Dr. Khalid el-Hakim will be on site with his Black History 101 mobile museum. Over 150 original artifacts featuring a wide range of historical & cultural topics, including the Transatlantic Slave Trade, the Jim Crow era, the Civil Rights Movement, the Black Power Movement, and contemporary social justice issues.

In 2025, the Black History 101 Mobile Museum will be celebrating its 30th anniversary. Over the past three decades, this pioneering institution has served as a beacon of education, awareness, and cultural preservation.

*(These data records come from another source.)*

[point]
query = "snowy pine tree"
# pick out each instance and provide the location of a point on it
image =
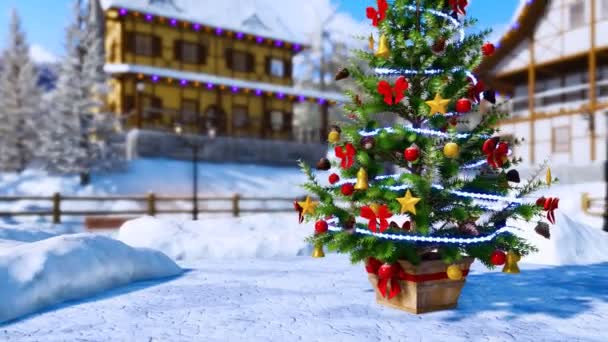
(81, 137)
(19, 101)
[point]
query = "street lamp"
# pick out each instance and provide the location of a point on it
(194, 145)
(139, 88)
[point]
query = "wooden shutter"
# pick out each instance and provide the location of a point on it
(250, 62)
(177, 50)
(229, 53)
(268, 61)
(129, 42)
(287, 121)
(287, 68)
(202, 54)
(157, 45)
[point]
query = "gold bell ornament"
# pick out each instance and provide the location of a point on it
(511, 264)
(318, 251)
(361, 180)
(383, 49)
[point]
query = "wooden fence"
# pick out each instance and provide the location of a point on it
(151, 204)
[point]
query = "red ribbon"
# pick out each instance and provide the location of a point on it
(495, 151)
(397, 273)
(458, 6)
(396, 92)
(373, 217)
(346, 154)
(377, 16)
(549, 205)
(475, 90)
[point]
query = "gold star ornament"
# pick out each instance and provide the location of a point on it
(408, 203)
(308, 206)
(438, 104)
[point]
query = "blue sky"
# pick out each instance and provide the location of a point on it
(45, 24)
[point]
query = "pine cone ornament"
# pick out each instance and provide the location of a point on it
(468, 228)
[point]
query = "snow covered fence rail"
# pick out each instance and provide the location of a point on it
(148, 205)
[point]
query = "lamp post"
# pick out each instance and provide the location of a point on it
(139, 88)
(195, 147)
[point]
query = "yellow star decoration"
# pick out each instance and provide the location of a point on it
(408, 203)
(438, 104)
(308, 206)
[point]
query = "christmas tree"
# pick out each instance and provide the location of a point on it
(456, 184)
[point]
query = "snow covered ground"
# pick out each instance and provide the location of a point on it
(245, 281)
(36, 275)
(300, 298)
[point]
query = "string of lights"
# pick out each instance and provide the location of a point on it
(332, 226)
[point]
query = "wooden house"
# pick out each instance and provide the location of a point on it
(222, 65)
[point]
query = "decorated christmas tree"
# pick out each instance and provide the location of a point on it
(456, 184)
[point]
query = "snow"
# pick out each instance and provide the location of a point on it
(328, 299)
(40, 274)
(253, 236)
(218, 80)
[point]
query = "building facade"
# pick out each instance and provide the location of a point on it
(204, 65)
(552, 64)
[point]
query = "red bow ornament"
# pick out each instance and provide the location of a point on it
(382, 214)
(475, 90)
(386, 273)
(549, 205)
(459, 6)
(299, 209)
(346, 154)
(392, 95)
(377, 16)
(495, 151)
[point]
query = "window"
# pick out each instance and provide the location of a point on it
(239, 60)
(240, 117)
(189, 52)
(561, 139)
(277, 67)
(189, 111)
(276, 120)
(144, 44)
(577, 14)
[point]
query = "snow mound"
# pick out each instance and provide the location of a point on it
(571, 243)
(34, 276)
(253, 236)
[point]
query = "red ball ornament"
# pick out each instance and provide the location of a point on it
(347, 189)
(411, 153)
(386, 271)
(488, 49)
(463, 106)
(498, 258)
(320, 227)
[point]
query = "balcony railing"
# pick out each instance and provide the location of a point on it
(562, 98)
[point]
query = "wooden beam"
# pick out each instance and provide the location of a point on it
(592, 83)
(531, 91)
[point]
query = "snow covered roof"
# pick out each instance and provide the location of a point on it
(255, 17)
(218, 80)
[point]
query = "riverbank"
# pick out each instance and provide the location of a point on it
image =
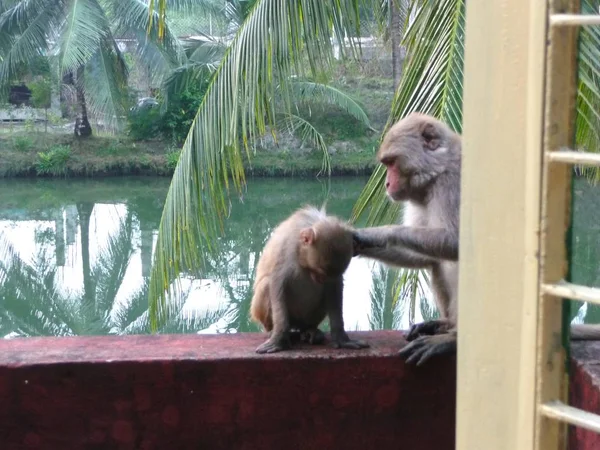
(52, 155)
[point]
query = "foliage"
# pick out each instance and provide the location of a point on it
(41, 92)
(268, 48)
(180, 112)
(173, 159)
(54, 161)
(22, 143)
(80, 34)
(262, 57)
(144, 123)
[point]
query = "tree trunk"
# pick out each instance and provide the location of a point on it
(396, 36)
(82, 124)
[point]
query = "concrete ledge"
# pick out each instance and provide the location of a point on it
(214, 392)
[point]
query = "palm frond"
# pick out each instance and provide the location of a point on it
(237, 107)
(307, 132)
(431, 84)
(24, 30)
(84, 30)
(105, 84)
(133, 17)
(588, 99)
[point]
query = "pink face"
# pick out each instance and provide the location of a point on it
(395, 182)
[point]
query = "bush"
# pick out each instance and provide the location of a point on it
(181, 112)
(144, 123)
(22, 143)
(54, 161)
(174, 124)
(41, 93)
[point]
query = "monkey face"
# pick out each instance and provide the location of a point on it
(414, 151)
(326, 250)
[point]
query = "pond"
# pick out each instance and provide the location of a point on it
(80, 252)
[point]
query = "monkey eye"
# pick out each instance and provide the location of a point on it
(387, 161)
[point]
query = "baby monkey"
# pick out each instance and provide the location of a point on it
(299, 281)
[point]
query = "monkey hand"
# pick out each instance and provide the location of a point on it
(342, 340)
(428, 328)
(423, 348)
(275, 344)
(361, 241)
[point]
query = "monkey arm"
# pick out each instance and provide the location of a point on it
(371, 243)
(333, 296)
(398, 256)
(430, 242)
(423, 348)
(280, 339)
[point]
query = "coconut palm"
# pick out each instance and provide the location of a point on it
(79, 37)
(281, 38)
(32, 303)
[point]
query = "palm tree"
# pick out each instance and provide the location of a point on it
(279, 38)
(79, 37)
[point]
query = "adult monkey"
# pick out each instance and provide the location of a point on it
(422, 157)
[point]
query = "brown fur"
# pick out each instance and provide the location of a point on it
(299, 280)
(423, 160)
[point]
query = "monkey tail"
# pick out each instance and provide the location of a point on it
(586, 332)
(324, 207)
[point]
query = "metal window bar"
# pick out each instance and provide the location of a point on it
(553, 413)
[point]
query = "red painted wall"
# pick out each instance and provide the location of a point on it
(584, 392)
(214, 392)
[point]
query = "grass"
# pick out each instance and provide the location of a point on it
(53, 155)
(359, 160)
(64, 155)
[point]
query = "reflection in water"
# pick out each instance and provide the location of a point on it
(75, 258)
(76, 255)
(585, 247)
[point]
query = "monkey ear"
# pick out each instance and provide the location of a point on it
(431, 136)
(308, 236)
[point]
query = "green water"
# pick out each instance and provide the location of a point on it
(84, 252)
(80, 256)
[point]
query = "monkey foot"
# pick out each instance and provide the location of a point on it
(429, 328)
(424, 347)
(273, 345)
(313, 336)
(343, 341)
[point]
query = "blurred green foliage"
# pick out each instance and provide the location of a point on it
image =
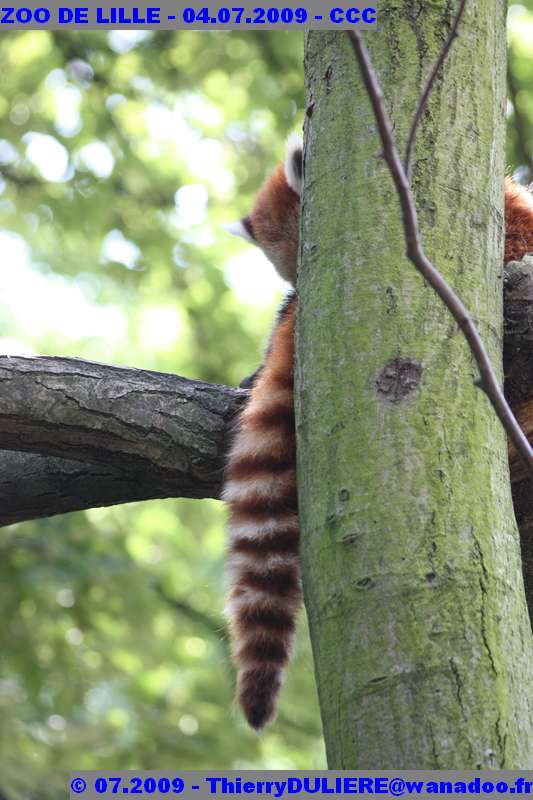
(121, 155)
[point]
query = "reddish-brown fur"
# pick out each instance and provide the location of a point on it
(266, 595)
(518, 221)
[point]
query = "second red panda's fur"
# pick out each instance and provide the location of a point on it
(260, 487)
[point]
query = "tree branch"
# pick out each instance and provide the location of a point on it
(87, 434)
(415, 252)
(428, 88)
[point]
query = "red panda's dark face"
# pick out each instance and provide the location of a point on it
(273, 223)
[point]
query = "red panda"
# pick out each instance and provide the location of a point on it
(260, 480)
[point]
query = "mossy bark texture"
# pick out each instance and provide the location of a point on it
(411, 557)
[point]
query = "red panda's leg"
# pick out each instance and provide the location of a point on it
(264, 563)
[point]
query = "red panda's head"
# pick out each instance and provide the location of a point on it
(273, 223)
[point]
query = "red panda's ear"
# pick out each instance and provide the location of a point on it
(294, 163)
(242, 228)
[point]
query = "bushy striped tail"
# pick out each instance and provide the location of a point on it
(264, 563)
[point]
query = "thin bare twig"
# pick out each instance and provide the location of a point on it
(429, 86)
(415, 253)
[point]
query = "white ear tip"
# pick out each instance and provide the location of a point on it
(293, 162)
(238, 229)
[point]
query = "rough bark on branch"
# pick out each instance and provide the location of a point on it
(86, 434)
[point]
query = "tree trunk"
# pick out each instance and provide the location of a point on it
(412, 573)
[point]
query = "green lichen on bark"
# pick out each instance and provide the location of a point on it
(421, 637)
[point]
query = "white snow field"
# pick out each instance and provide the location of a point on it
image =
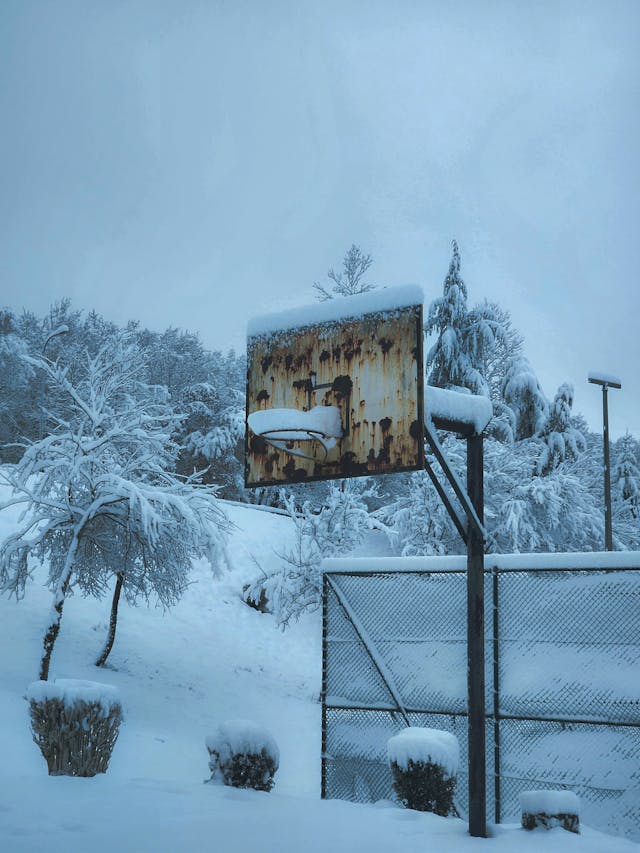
(180, 674)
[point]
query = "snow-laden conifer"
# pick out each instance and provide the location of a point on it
(99, 497)
(626, 479)
(333, 528)
(523, 394)
(465, 339)
(560, 439)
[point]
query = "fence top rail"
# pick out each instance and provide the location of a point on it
(589, 561)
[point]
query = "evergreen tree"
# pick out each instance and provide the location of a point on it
(626, 477)
(559, 439)
(466, 341)
(523, 394)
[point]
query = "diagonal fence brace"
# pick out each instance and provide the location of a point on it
(370, 648)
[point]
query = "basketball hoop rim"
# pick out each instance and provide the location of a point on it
(270, 436)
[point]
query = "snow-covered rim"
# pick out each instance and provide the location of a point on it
(271, 437)
(590, 560)
(334, 310)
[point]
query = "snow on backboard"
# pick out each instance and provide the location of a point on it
(360, 356)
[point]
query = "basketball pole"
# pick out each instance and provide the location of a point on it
(475, 643)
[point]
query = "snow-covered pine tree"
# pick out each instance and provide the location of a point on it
(333, 529)
(99, 497)
(523, 394)
(18, 411)
(560, 439)
(527, 513)
(347, 281)
(626, 477)
(466, 340)
(416, 521)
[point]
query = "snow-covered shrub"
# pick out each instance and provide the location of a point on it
(550, 809)
(424, 766)
(75, 724)
(242, 754)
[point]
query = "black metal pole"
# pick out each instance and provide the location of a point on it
(475, 644)
(496, 696)
(608, 532)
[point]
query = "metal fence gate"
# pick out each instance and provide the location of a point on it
(562, 678)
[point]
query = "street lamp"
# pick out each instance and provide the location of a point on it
(606, 382)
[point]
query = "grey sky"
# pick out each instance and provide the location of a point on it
(193, 163)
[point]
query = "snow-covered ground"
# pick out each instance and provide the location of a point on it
(180, 674)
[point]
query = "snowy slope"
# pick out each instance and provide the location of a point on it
(181, 673)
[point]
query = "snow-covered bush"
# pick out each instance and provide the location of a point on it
(75, 724)
(242, 754)
(550, 809)
(424, 766)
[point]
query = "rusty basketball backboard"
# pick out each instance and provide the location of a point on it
(336, 390)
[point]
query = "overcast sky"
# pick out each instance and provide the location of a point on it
(193, 163)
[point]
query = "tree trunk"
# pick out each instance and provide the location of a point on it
(54, 627)
(113, 621)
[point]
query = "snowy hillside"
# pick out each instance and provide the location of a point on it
(181, 673)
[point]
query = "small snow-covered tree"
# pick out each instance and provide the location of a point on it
(626, 477)
(523, 394)
(560, 440)
(18, 410)
(347, 281)
(99, 496)
(333, 529)
(466, 340)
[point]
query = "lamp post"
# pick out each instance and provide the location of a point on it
(606, 382)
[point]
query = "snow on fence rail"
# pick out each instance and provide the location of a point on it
(562, 694)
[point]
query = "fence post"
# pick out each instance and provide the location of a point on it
(496, 695)
(323, 689)
(475, 644)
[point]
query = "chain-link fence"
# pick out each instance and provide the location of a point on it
(562, 682)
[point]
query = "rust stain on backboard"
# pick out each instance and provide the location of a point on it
(370, 368)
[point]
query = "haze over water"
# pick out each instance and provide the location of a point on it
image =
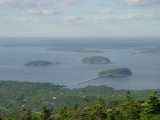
(123, 52)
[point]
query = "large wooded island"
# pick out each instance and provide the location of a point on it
(95, 60)
(118, 72)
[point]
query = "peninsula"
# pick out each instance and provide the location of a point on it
(118, 72)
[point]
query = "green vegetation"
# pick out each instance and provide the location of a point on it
(38, 63)
(96, 60)
(45, 101)
(77, 50)
(118, 72)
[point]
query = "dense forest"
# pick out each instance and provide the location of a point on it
(46, 101)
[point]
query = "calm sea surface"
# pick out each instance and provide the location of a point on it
(122, 52)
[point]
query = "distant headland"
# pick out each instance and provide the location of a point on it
(95, 60)
(118, 72)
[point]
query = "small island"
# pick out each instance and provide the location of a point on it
(38, 63)
(118, 72)
(75, 50)
(96, 60)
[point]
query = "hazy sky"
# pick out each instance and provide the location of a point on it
(79, 18)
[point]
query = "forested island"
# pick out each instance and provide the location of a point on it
(77, 50)
(46, 101)
(38, 63)
(117, 72)
(96, 60)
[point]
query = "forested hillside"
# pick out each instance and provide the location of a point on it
(46, 101)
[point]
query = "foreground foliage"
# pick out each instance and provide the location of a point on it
(37, 101)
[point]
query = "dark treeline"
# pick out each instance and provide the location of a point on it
(45, 101)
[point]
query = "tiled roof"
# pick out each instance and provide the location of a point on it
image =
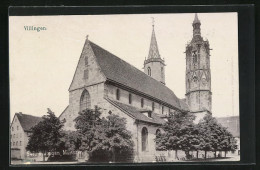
(121, 72)
(231, 123)
(27, 121)
(136, 113)
(184, 105)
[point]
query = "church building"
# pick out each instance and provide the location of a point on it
(142, 97)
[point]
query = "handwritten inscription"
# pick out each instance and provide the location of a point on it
(33, 28)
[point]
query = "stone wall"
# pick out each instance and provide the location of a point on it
(19, 138)
(110, 91)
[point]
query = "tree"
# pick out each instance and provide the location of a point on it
(179, 133)
(214, 137)
(228, 142)
(46, 135)
(105, 139)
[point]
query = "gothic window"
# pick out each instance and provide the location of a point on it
(204, 79)
(142, 102)
(194, 56)
(144, 139)
(85, 100)
(86, 74)
(149, 114)
(86, 60)
(162, 109)
(117, 94)
(149, 71)
(130, 98)
(158, 132)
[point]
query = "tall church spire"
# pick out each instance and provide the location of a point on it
(153, 51)
(196, 26)
(198, 74)
(154, 65)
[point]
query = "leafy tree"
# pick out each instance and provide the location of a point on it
(105, 139)
(214, 136)
(228, 142)
(46, 135)
(179, 133)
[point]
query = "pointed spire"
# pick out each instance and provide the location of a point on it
(196, 19)
(153, 51)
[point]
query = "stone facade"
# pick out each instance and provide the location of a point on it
(198, 76)
(154, 67)
(19, 139)
(20, 136)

Since its inception, the Black History 101 Mobile Museum has traversed the country more than any other Black history exhibit in history. It has traveled to 42 states, reaching hundreds of thousands of people. With over 1,000 stops at colleges, K-12 schools, corporations, public libraries, museums, religious institutions, government agencies, and conferences, the mobile museum has become an invaluable resource for communities eager to engage with the rich tapestry of Black history.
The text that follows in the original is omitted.